Namun, Ahok tetap mengingatkan bahwa meskipun dinamika politik Jakarta semakin positif, potensi konflik tetap ada jika tidak dikelola dengan baik. Ia mencontohkan pentingnya peran pemerintah dan aparat hukum untuk menjaga netralitas, terutama dalam menangani isu sensitif.
Saya Tri sebagai mahasiswa Universitas Pamulang melihat pandangan Ahok sebagai refleksi penting dari perkembangan demokrasi di Indonesia, khususnya di Jakarta. Tahun 2017 menjadi salah satu momen paling kontroversial dalam sejarah Pilkada DKI, tetapi melihat 2024, ada harapan bahwa masyarakat mulai belajar dari masa lalu.
Namun, Saya juga menyadari bahwa kedewasaan politik yang diharapkan tidak bisa hanya datang dari masyarakat, tetapi juga dari para pemimpin dan partai politik.
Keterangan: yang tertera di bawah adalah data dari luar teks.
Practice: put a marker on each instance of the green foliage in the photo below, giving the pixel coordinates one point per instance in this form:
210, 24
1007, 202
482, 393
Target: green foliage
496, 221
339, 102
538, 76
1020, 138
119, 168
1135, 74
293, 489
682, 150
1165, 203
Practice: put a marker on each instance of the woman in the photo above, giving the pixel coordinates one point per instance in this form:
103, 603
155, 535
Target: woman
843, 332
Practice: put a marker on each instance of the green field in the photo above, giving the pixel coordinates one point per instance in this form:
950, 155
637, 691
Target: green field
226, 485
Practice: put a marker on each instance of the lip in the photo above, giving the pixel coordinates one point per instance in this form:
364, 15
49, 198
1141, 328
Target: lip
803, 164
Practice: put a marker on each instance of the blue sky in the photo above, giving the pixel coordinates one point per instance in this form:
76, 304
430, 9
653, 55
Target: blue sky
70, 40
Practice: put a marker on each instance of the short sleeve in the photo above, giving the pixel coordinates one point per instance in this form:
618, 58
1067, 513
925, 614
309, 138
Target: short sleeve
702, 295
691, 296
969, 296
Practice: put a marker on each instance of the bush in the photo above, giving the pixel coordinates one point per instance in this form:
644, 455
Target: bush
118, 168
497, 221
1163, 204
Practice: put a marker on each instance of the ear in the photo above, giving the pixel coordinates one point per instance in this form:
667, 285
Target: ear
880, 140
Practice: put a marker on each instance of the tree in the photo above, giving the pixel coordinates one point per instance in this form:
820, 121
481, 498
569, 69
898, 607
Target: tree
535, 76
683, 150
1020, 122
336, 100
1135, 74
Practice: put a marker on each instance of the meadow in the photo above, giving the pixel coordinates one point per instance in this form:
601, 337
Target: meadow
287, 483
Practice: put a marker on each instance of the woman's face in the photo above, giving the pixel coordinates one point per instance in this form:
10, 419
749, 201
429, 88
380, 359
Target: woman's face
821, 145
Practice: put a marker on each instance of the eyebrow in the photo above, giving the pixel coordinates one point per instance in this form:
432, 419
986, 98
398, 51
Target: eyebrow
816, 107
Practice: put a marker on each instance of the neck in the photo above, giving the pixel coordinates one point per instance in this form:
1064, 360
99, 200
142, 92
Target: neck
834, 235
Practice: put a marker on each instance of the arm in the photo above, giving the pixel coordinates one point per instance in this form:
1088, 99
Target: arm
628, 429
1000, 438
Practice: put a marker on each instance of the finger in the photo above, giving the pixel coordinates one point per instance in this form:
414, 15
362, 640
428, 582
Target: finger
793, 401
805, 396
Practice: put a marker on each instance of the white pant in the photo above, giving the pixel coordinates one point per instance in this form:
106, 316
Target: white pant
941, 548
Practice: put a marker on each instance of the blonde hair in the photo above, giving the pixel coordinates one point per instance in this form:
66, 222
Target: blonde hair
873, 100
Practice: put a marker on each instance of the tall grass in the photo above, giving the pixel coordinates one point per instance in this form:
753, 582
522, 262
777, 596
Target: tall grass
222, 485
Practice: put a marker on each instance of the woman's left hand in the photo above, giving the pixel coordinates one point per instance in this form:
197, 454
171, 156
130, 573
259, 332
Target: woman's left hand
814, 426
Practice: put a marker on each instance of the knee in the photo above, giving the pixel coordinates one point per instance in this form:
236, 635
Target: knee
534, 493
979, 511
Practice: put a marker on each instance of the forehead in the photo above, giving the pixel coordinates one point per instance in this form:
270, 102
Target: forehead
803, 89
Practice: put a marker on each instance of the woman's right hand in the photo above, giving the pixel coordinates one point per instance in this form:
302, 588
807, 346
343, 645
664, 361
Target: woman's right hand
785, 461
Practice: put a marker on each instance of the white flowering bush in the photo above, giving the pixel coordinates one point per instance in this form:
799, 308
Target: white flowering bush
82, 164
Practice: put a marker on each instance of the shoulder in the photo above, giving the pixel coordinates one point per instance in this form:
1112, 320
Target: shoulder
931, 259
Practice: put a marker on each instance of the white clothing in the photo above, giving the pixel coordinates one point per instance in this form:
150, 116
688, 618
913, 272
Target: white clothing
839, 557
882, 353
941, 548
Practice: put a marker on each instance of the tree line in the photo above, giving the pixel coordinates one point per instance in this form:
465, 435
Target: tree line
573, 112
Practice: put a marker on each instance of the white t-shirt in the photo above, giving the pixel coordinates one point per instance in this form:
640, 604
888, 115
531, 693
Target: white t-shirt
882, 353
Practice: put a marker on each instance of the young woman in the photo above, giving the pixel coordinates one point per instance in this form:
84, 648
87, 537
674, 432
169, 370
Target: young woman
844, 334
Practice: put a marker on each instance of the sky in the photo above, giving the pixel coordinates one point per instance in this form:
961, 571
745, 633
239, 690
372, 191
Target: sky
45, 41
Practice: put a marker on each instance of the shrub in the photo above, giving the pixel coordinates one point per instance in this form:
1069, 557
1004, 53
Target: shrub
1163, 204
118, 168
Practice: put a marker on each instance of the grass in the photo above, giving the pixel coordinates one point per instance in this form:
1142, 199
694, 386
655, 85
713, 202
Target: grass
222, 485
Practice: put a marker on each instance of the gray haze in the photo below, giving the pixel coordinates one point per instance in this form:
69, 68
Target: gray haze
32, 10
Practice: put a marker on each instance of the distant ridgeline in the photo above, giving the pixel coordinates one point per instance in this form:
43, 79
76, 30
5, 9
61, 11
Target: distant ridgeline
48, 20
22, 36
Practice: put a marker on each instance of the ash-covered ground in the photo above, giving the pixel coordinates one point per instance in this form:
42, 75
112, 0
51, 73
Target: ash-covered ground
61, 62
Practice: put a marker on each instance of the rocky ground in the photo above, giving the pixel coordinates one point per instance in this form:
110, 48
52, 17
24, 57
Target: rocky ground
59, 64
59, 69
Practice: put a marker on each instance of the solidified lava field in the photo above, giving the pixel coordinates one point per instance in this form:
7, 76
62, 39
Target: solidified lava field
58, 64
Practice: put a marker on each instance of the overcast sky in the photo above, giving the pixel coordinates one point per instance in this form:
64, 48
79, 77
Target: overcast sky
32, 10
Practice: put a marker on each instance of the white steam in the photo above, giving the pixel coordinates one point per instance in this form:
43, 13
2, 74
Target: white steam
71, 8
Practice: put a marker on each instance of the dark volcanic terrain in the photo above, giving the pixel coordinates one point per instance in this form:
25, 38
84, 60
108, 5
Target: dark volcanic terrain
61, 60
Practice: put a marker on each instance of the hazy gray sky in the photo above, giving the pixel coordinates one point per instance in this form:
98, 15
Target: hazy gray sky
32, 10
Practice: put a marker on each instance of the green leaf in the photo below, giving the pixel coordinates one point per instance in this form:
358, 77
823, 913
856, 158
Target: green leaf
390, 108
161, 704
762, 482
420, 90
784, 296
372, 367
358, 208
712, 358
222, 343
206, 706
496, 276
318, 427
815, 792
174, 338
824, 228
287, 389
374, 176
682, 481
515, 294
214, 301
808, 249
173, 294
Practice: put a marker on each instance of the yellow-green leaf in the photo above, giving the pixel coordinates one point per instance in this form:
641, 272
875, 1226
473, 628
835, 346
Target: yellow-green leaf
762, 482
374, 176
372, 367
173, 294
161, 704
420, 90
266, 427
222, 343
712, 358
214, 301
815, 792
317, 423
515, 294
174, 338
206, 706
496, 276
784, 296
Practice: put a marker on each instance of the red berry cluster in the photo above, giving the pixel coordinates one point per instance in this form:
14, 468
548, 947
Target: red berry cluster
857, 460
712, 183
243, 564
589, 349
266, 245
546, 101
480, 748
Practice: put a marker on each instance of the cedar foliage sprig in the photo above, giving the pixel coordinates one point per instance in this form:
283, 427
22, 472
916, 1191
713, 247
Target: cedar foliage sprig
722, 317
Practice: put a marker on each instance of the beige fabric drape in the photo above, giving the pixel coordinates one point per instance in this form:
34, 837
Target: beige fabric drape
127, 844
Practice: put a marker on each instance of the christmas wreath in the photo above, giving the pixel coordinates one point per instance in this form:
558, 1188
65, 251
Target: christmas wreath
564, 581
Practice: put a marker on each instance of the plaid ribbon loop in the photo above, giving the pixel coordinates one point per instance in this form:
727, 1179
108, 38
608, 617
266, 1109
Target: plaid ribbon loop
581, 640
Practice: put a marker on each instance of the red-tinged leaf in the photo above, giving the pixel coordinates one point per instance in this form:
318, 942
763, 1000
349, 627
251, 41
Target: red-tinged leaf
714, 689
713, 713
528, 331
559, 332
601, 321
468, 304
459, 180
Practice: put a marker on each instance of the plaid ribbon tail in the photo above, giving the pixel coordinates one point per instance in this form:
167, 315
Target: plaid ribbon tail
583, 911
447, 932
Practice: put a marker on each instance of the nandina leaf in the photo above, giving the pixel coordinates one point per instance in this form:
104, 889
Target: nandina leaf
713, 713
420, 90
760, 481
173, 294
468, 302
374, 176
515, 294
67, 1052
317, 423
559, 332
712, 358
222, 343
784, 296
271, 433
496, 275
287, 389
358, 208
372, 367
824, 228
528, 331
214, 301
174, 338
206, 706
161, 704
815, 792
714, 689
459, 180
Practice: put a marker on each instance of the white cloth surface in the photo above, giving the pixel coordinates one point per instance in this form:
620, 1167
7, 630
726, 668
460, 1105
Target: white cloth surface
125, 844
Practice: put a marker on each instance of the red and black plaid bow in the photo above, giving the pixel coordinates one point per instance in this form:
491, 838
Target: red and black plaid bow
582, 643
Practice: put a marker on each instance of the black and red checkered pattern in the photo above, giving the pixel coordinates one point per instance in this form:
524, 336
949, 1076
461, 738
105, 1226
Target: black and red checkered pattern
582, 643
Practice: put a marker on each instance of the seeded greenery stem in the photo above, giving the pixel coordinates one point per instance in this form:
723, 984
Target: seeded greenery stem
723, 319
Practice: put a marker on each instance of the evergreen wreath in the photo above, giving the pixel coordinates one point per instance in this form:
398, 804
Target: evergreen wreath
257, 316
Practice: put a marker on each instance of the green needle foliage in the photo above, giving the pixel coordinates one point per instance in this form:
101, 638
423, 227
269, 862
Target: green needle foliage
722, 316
Jika semua pihak mampu menjaga integritas dan menjadikan program kerja sebagai fokus utama, Pilkada Jakarta 2024 dapat menjadi titik balik bagi demokrasi di ibu kota.
Saya sangat berharap pilkada kali ini tidak hanya menjadi ajang perebutan kekuasaan, tetapi juga momentum untuk menunjukkan kepada dunia bahwa Jakarta mampu menjadi teladan bagi kota-kota lain dalam menciptakan demokrasi yang inklusif, damai, dan beradab. Akankah harapan ini terwujud? Semua bergantung pada komitmen kita bersama.